Gelukkig, zo besluiten Bakker, Van der Lugt en Salamone, brengt deze crisis ook talrijke kansen met zich mee. Bakker somt op: ‘Telehoren, innovaties, thuiswerken en beeldbellen vanuit de inrichtingen zijn heel zichtbare ontwikkelingen waarvan ik verwacht dat ze in de toekomst tot op zeker hoogte blijven. Maar wat te denken van de afname van verdovende middelen in de inrichtingen zonder dat het aantal incidenten toeneemt? Ik ben daar door verrast en vind dat we daar serieus onderzoek naar moeten doen. Waar ik ook heel blij mee ben is de goede afstemming met onze ketenpartners, zoals de Raad voor de Rechtspraak, het OM en de politie. Als ik eén voordeel mag noemen van een flinke crisis dan is het dat zich nu openbaart dat we allemaal voor hetzelfde doel gaan.’
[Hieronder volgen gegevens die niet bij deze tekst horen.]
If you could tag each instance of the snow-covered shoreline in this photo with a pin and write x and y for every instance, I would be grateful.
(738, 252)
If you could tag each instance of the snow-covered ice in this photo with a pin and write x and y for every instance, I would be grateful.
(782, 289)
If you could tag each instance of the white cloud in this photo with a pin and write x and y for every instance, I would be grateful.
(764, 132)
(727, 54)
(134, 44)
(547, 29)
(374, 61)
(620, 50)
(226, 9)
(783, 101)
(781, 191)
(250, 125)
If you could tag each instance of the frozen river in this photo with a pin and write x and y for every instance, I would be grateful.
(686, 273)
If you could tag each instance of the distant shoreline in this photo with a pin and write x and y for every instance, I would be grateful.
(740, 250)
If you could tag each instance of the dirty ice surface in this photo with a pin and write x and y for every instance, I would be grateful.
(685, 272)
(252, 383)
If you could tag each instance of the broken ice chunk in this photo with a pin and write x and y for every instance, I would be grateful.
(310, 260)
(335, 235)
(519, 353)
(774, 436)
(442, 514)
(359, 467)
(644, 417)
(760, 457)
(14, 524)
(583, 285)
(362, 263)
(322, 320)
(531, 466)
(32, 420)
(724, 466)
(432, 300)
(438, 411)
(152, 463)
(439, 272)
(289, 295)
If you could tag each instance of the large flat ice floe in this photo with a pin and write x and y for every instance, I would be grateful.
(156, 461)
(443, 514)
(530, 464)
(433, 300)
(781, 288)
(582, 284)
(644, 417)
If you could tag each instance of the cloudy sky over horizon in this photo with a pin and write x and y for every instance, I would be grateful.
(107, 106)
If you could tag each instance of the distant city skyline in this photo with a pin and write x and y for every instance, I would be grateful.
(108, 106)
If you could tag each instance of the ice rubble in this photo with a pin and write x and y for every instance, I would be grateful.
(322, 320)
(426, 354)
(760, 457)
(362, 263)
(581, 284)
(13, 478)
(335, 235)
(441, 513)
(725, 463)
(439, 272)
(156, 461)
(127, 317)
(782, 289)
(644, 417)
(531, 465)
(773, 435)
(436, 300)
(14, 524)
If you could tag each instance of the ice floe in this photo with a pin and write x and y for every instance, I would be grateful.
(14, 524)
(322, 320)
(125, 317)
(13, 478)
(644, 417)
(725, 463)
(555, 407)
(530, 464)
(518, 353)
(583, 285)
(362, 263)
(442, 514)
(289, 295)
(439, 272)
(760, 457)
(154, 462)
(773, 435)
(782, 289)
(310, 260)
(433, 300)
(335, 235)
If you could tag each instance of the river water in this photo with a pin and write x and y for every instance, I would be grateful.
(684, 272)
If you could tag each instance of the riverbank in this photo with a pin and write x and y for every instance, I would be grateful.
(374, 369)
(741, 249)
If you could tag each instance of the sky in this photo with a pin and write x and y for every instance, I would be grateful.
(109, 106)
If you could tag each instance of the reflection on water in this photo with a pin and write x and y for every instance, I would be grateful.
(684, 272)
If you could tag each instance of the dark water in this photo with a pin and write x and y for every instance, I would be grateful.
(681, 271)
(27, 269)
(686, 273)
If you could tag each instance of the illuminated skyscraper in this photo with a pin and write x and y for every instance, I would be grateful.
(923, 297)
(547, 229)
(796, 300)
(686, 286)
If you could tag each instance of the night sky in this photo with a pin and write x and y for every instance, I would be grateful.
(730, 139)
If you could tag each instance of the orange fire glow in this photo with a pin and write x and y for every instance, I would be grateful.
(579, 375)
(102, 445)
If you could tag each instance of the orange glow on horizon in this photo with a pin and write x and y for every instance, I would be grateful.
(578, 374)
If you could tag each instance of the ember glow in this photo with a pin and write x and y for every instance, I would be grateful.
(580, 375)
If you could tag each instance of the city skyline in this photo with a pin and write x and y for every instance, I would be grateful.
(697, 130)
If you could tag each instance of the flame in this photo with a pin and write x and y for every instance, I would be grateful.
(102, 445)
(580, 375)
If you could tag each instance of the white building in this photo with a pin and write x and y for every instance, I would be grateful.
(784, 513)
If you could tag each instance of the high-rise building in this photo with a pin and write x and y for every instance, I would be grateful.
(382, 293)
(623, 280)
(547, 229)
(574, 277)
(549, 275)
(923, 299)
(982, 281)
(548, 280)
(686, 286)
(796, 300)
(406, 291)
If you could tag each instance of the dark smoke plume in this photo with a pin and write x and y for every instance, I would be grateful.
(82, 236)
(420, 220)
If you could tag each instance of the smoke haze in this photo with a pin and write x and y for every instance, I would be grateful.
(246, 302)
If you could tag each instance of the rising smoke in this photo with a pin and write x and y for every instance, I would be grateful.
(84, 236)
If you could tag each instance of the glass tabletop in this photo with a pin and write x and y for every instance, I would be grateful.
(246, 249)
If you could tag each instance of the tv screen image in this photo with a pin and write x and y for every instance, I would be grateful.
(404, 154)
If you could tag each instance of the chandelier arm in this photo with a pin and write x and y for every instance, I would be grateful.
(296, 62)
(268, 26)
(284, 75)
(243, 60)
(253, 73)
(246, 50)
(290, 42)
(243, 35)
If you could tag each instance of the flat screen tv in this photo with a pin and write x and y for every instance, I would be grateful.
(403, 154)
Salamone onderschrijft de observaties van Bakker. ‘Als ik zie hoe de contacten met onze ketenpartners, zoals de advocatuur en het NIFP doorlopen dankzij beeldbellen en skypen, dan denk ik alleen maar: wat goed. En het levert ook nog eens minder files op.’

Steun en creativiteit

Van der Lugt heeft zelfs buitengewoon veel steun ervaren van de belangrijkste partners. ‘We zijn door een zware tijd gegaan, en dan is het goed om te merken dat onze contacten met politie, gemeentebestuur en GGD zo goed zijn. Ik heb wel drie keer met de burgemeester gesproken. Het gevoel dat je er samen voorstaat is van niet te onderschatten belang. Ook ben ik onder de indruk van de kracht om ‘out of the box’ te denken. Ongelofelijk hoe iedereen, collega’s, patiënten en ketenpartners zich hebben opgesteld. Door creativiteit en flexibiliteit was en is de samenwerking buitengewoon goed. Dat geeft mij vertrouwen voor de toekomst, die voorlopig nog wel even ingewikkeld blijft.’

Vertrouwen in de toekomst

En zo wil Bakker ook graag afsluiten. ‘Het is ons gelukt om onder moeilijke omstandigheden op tijd op te schalen. Dat geeft mij het vertrouwen dat we dat in de nabije toekomst ook blijven doen. Dat doen we met één belangrijk uitgangspunt: we betrekken onze mensen bij de lokale situatie en gebruiken daarbij alle specialistische kennis die we voorhanden hebben. Dat zal wel moeten, want er zullen zich nog regelmatig nieuwe problemen voordoen die veel van onze creativiteit vragen.’